Рассказы об антисемитах. Рассказ первый

Дмитрий Верхотуров
В перерыве Саша не то подошел, не то подбежал к Сергею, и, с трудом сдерживая волнение, сбив голос до сдавленного шепота, попросил:
- Сергей, что я должен делать?
Такой вопрос удивил и озадачил Сергея:
- Ты это о чем?
- Ну… ну, об этом… об освободительном движении.
- Тише! – грозно зашипел Сергей.
- Короче, что я должен делать?
- Слушай, есть одно важное дело… Мы распространяем газету… русскую газету. "За Русское Дело" называется. Ты должен нам помочь. Дело простое. Нужно взять несколько номеров, и дать почитать своим друзьям и знакомым. Согласен?
Саша тут же ответил:
- Да.
Сергей продолжал:
- Только смотри, будь осторожен. Эту газету власти очень не любят, и тебя за распространение могут арестовать. Понял? Давай только проверенным людям…
По глазам Саши можно было прочитать ответ. Конечно же, он все понял, и сейчас с готовностью слушал инструкции Сергея. "Да", - думал Саша: - "Конечно же я буду распространять газету". Сергей смекнул, что дело продвигается, и сделал следующий шаг:
- У меня с собой есть несколько газет. Я дам тебе на первое время. Попробуй, посмотри. Мы следим за тобой. Не вздумай никому рассказать, откуда ты их взял, или сдать их. Мы все видим и все узнаем.
Сергей открыл свой дипломат, покопался в боковом кармане и извлек оттуда штук пятнадцать номеров "За Русское Дело":
- Держи, и запомни: только доверенным людям…
- Понял.
Саша взял пачку газет, скрутил ее и сунул в свой рюкзак. Пропагандистская работа началась.
Вечером того же дня Саша решил попробовать. Он взял несколько газеток и подался к своим знакомым-студентам в общежитие. В общаге жили несколько ребяток неопределенного образа жизни, которые частенько закладывали за душу, и в подпитии разносили на чем свет стоит всех евреев на свете. Пока что, кроме этих товарищей, никого более подходящего не было, и Саша, вооружившись газетами, тем же вечером подался к этим товарищам.

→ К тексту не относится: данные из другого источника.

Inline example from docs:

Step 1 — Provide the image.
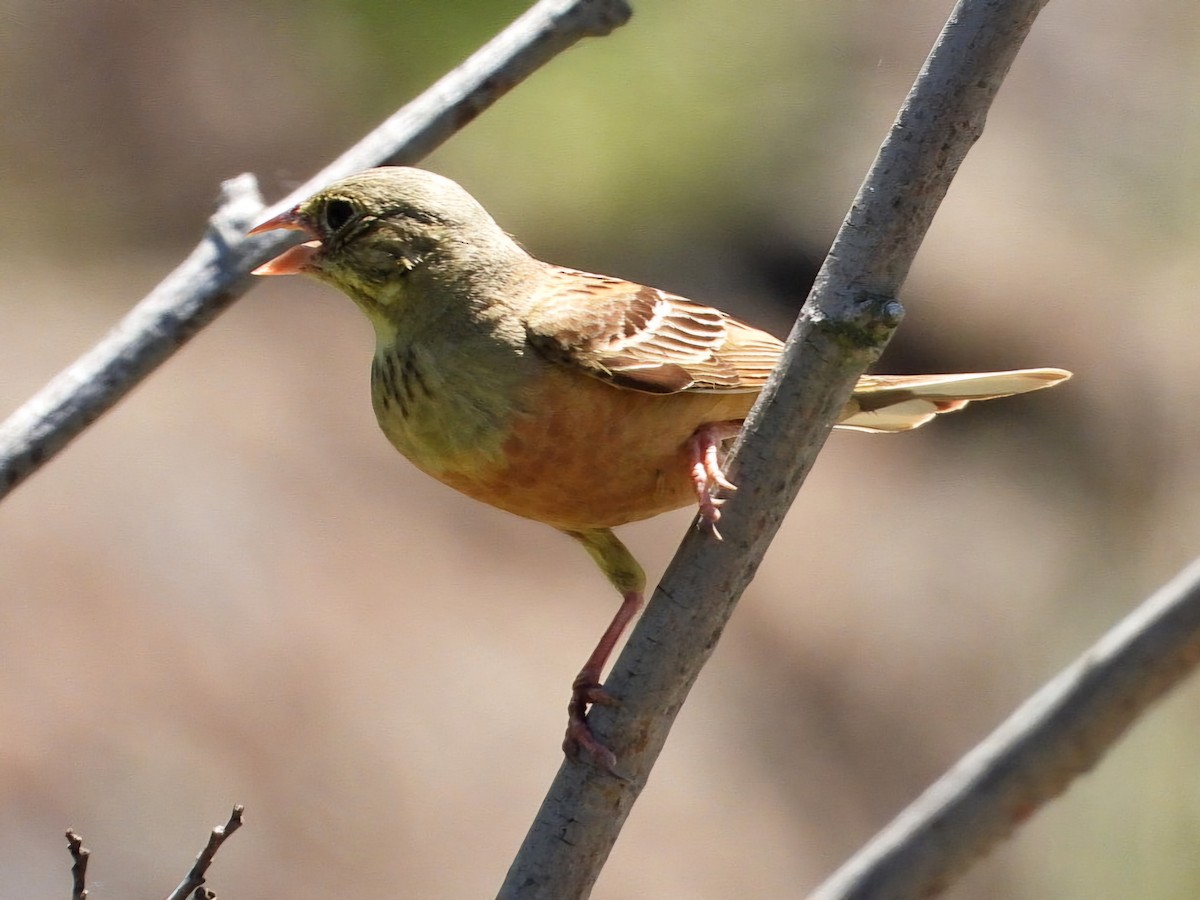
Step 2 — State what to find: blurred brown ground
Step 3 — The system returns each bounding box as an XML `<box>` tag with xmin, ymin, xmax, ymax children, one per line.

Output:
<box><xmin>0</xmin><ymin>0</ymin><xmax>1200</xmax><ymax>900</ymax></box>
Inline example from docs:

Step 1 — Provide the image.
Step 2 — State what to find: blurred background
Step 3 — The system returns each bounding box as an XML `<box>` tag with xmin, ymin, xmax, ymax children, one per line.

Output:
<box><xmin>0</xmin><ymin>0</ymin><xmax>1200</xmax><ymax>900</ymax></box>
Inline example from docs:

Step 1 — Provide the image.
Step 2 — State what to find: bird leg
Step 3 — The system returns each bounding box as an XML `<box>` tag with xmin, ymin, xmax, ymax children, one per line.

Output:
<box><xmin>563</xmin><ymin>528</ymin><xmax>646</xmax><ymax>775</ymax></box>
<box><xmin>688</xmin><ymin>421</ymin><xmax>742</xmax><ymax>540</ymax></box>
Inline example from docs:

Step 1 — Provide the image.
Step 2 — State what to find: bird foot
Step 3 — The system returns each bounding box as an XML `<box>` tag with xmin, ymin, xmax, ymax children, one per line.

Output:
<box><xmin>688</xmin><ymin>421</ymin><xmax>742</xmax><ymax>540</ymax></box>
<box><xmin>563</xmin><ymin>678</ymin><xmax>624</xmax><ymax>780</ymax></box>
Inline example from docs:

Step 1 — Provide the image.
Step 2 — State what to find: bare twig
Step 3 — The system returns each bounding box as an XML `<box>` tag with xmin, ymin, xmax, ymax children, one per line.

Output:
<box><xmin>67</xmin><ymin>828</ymin><xmax>91</xmax><ymax>900</ymax></box>
<box><xmin>167</xmin><ymin>805</ymin><xmax>245</xmax><ymax>900</ymax></box>
<box><xmin>812</xmin><ymin>560</ymin><xmax>1200</xmax><ymax>900</ymax></box>
<box><xmin>499</xmin><ymin>0</ymin><xmax>1045</xmax><ymax>900</ymax></box>
<box><xmin>0</xmin><ymin>0</ymin><xmax>630</xmax><ymax>498</ymax></box>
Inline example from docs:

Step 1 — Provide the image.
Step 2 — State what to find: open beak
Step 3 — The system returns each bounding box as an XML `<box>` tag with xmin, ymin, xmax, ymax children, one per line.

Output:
<box><xmin>247</xmin><ymin>209</ymin><xmax>320</xmax><ymax>275</ymax></box>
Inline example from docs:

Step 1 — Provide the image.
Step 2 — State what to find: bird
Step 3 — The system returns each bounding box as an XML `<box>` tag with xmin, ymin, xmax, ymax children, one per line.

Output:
<box><xmin>250</xmin><ymin>166</ymin><xmax>1070</xmax><ymax>774</ymax></box>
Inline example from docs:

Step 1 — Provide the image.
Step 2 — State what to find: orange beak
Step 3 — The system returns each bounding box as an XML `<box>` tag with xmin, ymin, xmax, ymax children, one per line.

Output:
<box><xmin>247</xmin><ymin>209</ymin><xmax>320</xmax><ymax>275</ymax></box>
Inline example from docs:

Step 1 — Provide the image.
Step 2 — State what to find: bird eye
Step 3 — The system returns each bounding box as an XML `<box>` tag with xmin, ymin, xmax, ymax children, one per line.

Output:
<box><xmin>324</xmin><ymin>199</ymin><xmax>354</xmax><ymax>232</ymax></box>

Студенческая общага находилась в самом центре города, почти на самом берегу большой реки. Это красивейшее место, недалеко от отлично выстроенного речного вокзала, с высоченным шпилем, который гордо возвышался над золотистой речной водой. Но сама общага, конечно, ни в какой степени не соответствовала тому красивому месту, в котором она находилась. Старая-престарая общага, с обшарпанным фасадом, и новокрашенными стенами внутри, с развалившимися туалетами, и многократно выбитыми и снова вставленными дверьми, выходящими в длинные, словно ружейные стволы, коридоры, закопченные парами из кастрюль с тошнотворным варевом, которое студенты называют «обедом». Окна на концах коридора и окна в небольшой рекреации были забраны в решетку, сваренную из изогнутых железных прутков. В комнатах этой общаги, которые почему-то больше напоминали револьверные каморы, стоял образцовый бардак: разваленная мебель, колченогие столы с никогда не исчезающими пятнами на столешницах, то, что в документах называется «табурет», разбросанные вещи, конспекты, учебники времен XXV съезда КПСС, и объедки от вчерашнего «обеда». Духоподъемная, надо сказать, картина.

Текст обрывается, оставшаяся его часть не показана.